The climax of X-Men: First Class happens inside the reactor room of a nuclear submarine. With glacial slowness, Magneto pushes a coin into the skull and through the brain of his rival Shaw, and out the other side, killing him.
If someone like Magneto, capable of moving metal objects with his mind, existed in real life, would such a feat be possible, or would the entry velocity of the coin be just too darn slow?
But the only thing pushing back is the strength of Shaw’s neck muscles - he’s not braced against a wall or anything. Normally, no, you wouldn’t be able to push back so hard just with muscle power so that a coin would actually penetrate your skull.

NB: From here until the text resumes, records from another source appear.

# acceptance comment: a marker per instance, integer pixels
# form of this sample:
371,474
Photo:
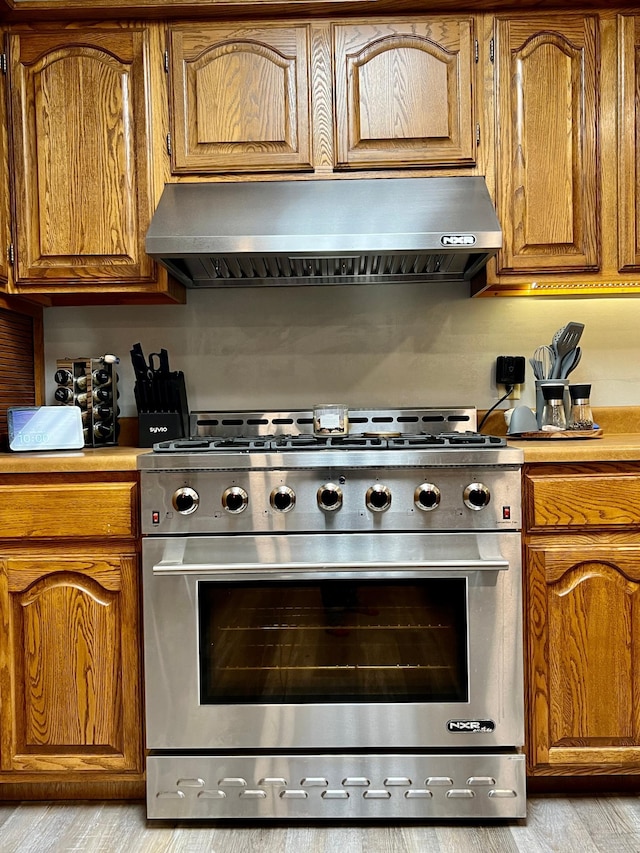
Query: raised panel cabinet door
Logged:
629,142
583,616
547,179
81,158
69,663
240,98
403,93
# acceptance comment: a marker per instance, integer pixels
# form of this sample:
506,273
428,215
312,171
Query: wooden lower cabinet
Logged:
582,616
70,671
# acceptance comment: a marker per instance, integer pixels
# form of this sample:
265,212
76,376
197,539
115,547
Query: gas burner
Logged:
358,441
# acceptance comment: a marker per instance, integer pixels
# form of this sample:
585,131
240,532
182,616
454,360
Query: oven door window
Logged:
333,641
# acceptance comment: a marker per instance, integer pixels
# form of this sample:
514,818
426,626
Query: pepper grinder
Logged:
553,415
581,416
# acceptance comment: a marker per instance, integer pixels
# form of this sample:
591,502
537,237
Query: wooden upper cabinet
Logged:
403,93
81,159
546,112
5,234
240,98
629,143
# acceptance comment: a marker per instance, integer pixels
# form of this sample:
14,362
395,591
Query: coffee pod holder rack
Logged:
92,385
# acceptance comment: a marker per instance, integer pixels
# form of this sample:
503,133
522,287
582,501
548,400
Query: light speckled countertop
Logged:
72,461
620,442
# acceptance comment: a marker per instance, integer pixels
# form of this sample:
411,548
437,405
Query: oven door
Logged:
340,641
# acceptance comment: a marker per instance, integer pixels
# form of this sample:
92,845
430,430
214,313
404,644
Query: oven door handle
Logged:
309,570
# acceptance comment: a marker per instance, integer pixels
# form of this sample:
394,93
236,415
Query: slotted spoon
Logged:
566,341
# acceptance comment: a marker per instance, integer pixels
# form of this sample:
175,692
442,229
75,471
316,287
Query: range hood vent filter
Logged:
325,232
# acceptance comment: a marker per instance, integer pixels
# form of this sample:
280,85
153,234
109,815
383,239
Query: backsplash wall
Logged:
361,344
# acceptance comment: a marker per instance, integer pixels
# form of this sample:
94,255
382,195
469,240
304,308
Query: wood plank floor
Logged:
555,824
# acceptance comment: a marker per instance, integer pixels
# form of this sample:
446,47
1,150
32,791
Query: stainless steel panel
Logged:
412,797
324,231
502,513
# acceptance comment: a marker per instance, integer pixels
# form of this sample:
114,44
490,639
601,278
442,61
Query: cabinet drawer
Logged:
77,510
572,500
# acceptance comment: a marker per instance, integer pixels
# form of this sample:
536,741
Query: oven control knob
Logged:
283,499
378,498
329,497
427,497
185,500
235,499
476,496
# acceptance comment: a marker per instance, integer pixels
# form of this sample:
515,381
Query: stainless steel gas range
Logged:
332,625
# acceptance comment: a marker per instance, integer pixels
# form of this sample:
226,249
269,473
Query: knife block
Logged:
159,426
169,419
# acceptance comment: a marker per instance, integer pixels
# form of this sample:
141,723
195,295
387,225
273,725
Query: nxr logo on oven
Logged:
471,726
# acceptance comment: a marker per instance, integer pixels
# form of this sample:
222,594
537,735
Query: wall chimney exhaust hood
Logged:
337,231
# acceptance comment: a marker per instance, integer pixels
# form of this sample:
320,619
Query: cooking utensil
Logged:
569,362
536,366
563,342
545,356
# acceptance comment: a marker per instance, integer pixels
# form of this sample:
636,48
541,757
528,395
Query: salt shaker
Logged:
553,416
581,416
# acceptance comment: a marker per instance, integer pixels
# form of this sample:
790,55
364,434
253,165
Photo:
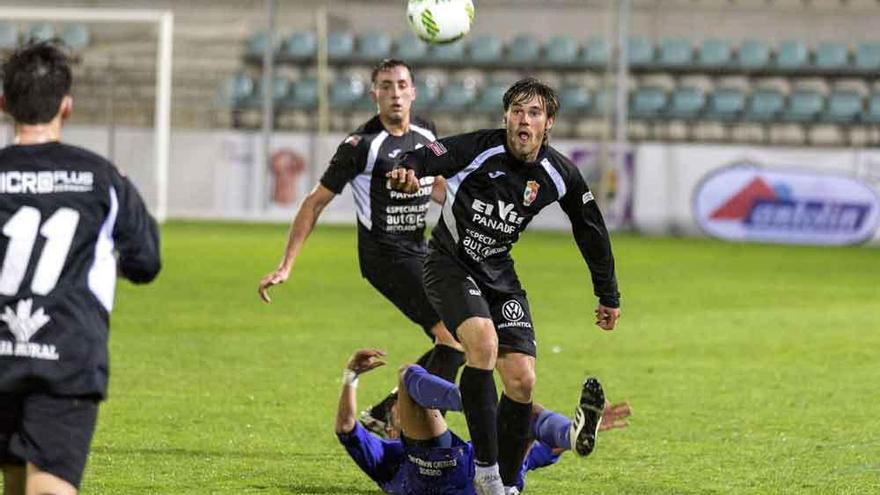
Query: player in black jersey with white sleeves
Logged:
69,222
391,224
497,181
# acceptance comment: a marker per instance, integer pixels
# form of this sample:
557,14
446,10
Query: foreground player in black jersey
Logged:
497,181
391,224
64,213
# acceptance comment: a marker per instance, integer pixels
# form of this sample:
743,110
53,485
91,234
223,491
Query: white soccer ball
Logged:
440,21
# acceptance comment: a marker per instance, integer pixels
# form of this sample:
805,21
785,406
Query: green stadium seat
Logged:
648,102
523,49
714,53
340,46
832,56
596,53
640,52
560,51
373,47
871,113
753,55
485,50
687,102
8,36
765,105
726,104
41,31
574,100
455,96
675,52
76,37
300,46
792,56
843,107
867,56
489,99
303,95
804,105
410,48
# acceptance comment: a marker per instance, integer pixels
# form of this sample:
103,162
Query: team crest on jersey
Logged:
437,147
353,140
531,192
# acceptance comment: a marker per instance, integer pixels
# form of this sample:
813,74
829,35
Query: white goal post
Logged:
164,20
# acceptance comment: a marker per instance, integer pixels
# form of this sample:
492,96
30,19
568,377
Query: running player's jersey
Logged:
65,215
387,219
491,197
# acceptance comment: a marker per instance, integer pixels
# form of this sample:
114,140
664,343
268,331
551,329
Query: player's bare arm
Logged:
360,362
302,226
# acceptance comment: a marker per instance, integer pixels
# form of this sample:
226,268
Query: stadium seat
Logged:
8,36
489,99
753,55
687,102
714,53
765,105
832,56
346,92
726,104
410,48
485,50
76,37
300,46
450,54
340,46
560,51
868,56
596,53
648,102
804,105
574,100
523,50
640,52
41,31
843,107
373,47
455,96
675,53
792,56
303,95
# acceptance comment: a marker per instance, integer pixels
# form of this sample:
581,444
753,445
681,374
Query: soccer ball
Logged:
440,21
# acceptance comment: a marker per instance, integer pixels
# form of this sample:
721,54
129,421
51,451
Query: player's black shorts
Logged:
457,297
399,278
50,432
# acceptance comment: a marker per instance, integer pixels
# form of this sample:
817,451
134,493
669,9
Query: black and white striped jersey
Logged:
69,221
491,197
388,219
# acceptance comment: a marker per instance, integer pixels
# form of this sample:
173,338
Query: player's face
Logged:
394,93
527,124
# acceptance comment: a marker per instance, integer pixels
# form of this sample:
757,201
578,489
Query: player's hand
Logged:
403,179
607,317
615,416
365,360
279,276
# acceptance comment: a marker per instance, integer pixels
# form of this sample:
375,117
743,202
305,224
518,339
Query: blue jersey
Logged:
399,468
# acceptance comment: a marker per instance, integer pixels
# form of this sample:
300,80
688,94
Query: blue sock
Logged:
431,391
552,429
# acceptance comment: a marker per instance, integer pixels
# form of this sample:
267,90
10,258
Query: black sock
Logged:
381,410
445,362
480,400
513,437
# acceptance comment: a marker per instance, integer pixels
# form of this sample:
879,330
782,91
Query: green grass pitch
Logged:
750,368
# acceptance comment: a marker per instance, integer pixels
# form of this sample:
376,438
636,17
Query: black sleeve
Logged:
346,164
591,236
135,234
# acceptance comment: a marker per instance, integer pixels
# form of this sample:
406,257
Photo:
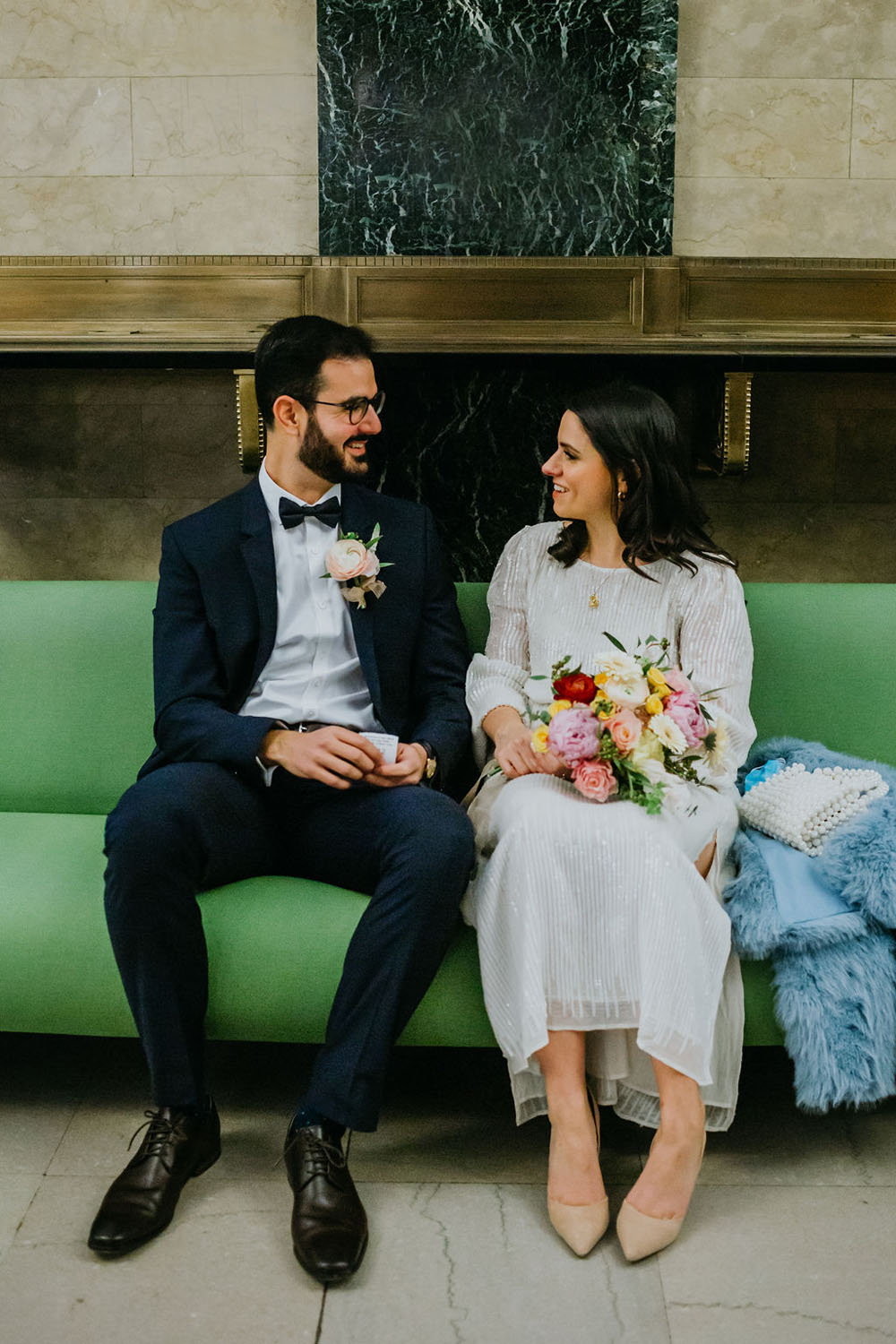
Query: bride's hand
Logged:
514,754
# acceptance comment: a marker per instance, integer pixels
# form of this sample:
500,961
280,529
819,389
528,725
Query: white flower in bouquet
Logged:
625,680
719,760
668,733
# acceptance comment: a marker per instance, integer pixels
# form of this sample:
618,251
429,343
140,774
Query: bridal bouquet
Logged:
632,728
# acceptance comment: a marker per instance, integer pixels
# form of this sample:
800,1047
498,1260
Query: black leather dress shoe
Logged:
142,1202
330,1223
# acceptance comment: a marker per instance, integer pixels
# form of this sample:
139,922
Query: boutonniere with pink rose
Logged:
355,566
633,728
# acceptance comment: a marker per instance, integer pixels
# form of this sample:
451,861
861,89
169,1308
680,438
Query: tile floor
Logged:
791,1234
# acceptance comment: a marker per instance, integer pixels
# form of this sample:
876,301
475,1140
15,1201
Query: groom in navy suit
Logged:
274,683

But Shaw is a powerful mutant under the mental control of another powerful mutant, so who knows what’s possible?
It’s also interesting that if Charles released Shaw, Magneto couldn’t have killed him, so he’s certainly implicit in the killing.
Here is the scene. Magneto is slowly counting to 3, and Charles is screaming continuously, all while the coin is moving. So it’s really just moving slowly.
There is a LOT of metal on a sub - I always find this scene interesting that he can focus so singularly on a coin that would generally not be magnetic and have zero affect on all the things that are.
That’s kind of the exception that proves the rule. If he was able to manipulate humans and pull iron out of them, he wouldn’t have needed Mystique to inject the guard.
He was able to lift the entire guard, though. Maybe with a “normal” amount of iron, he couldn’t lift a whole person but could at least hold them firmly enough to push a coin through their head. Or, maybe the guy had fillings (which Magneto pulls out from a guy in a different scene in First Class). Or a wizard did it.
While his name is Magneto, and his powers are based on magnetic fields, he’s canonically been shown to manipulate non-ferro-magnetic metals just fine. Plain lead+brass bullets, for one thing. Diamagnetism and paramagnetism are also magnetic field effects, after all.
Cutting/piercing something is about the amount of pressure applied, not how fast it is applied. Push it in at a millimeter a month and it is gonna go in if there is enough pressure.
Given the subject matter, invoking Road Runner Physics is probably perfectly reasonable. Certainly violating any of Newton’s Laws of Motion would be a good start, and has precedence.
Right, but there’s nothing holding Shaw’s head in place. It seems like a slowly moving coin pressing against his forehead would just push his head backwards, not drill through his skull. So the question is, would a slowly moving coin with arbitrary pressure behind it push through a human skull, or would it just push the whole skull, and head, backwards?